After that, Saez helped Layton Christian steamroll 2A competition for the school’s second state title in the past two years.
1A MVP: Wyatt Fabrizio, Tabiona
Wyatt Fabrizio did a bit everything this season for state champion Tabiona and was the quintessential Swiss Army knife player that every coach loves to have.
He ranked in the top three in every statistical category for Tabiona, including leading the team in scoring at 14.7 points per game as he was the catalyst to halting a two-decade state title drought.
“Wyatt was steady all year. He had some big plays for us all year.
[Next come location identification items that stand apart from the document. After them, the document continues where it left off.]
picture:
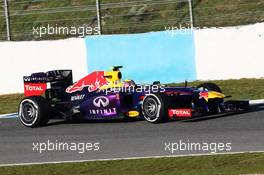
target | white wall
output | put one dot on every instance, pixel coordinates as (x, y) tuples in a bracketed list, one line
[(230, 53), (23, 58)]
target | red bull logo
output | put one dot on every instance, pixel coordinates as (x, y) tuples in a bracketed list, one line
[(93, 81)]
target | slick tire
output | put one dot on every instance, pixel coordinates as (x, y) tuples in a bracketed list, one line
[(154, 108), (34, 111)]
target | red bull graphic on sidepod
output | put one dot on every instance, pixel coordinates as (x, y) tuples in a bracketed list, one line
[(93, 81)]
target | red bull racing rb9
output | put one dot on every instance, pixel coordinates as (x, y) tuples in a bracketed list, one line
[(103, 95)]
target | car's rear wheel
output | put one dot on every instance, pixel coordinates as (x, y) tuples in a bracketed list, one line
[(154, 108), (34, 111), (213, 104)]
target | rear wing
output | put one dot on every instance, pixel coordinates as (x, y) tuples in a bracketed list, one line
[(37, 83)]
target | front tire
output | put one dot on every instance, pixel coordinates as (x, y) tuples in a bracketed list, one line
[(34, 111), (154, 108)]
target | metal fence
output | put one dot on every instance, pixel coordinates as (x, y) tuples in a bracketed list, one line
[(18, 18)]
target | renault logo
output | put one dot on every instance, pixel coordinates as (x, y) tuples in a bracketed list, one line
[(101, 101)]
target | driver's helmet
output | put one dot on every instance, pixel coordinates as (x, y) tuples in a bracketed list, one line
[(129, 83)]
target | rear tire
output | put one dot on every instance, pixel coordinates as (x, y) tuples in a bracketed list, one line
[(34, 111), (154, 108)]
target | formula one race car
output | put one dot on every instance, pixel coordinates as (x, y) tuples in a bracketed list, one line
[(102, 95)]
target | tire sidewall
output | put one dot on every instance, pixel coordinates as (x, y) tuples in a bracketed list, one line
[(160, 108)]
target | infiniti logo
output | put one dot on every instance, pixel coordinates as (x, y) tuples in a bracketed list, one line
[(101, 101)]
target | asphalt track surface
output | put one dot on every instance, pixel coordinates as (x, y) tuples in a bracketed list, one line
[(119, 139)]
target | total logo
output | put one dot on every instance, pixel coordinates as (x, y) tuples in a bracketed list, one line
[(101, 101), (31, 89), (180, 112)]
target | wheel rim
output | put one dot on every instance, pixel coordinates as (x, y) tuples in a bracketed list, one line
[(28, 112), (151, 109)]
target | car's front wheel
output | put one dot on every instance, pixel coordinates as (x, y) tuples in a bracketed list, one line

He was just so steady all the time you could count on him for double figures every night,” said Tabiona coach Lee Gines.
At 6-foot-3, Fabrizio could post up smaller guys when opposing defenses went small, but if teams tried to match him up with a big he could shoot the 3 or attack the paint.3 comments on this story
Said one 1A coach, “He had the ability to shoot the spot-up 3, attack the rim and hit the pull-up mid-range shot, and being able to score from all three of these facets of the game made him one of the hardest players to guard that we faced all year.”
Defensively, that same versatility allowed him to guard anyone on the floor.
He raised the intensity on both ends of the floor in the state tournament.
“We had some close losses down the stretch and I think that made him even more determined at the state tournament not to have those losses again,” said Gines.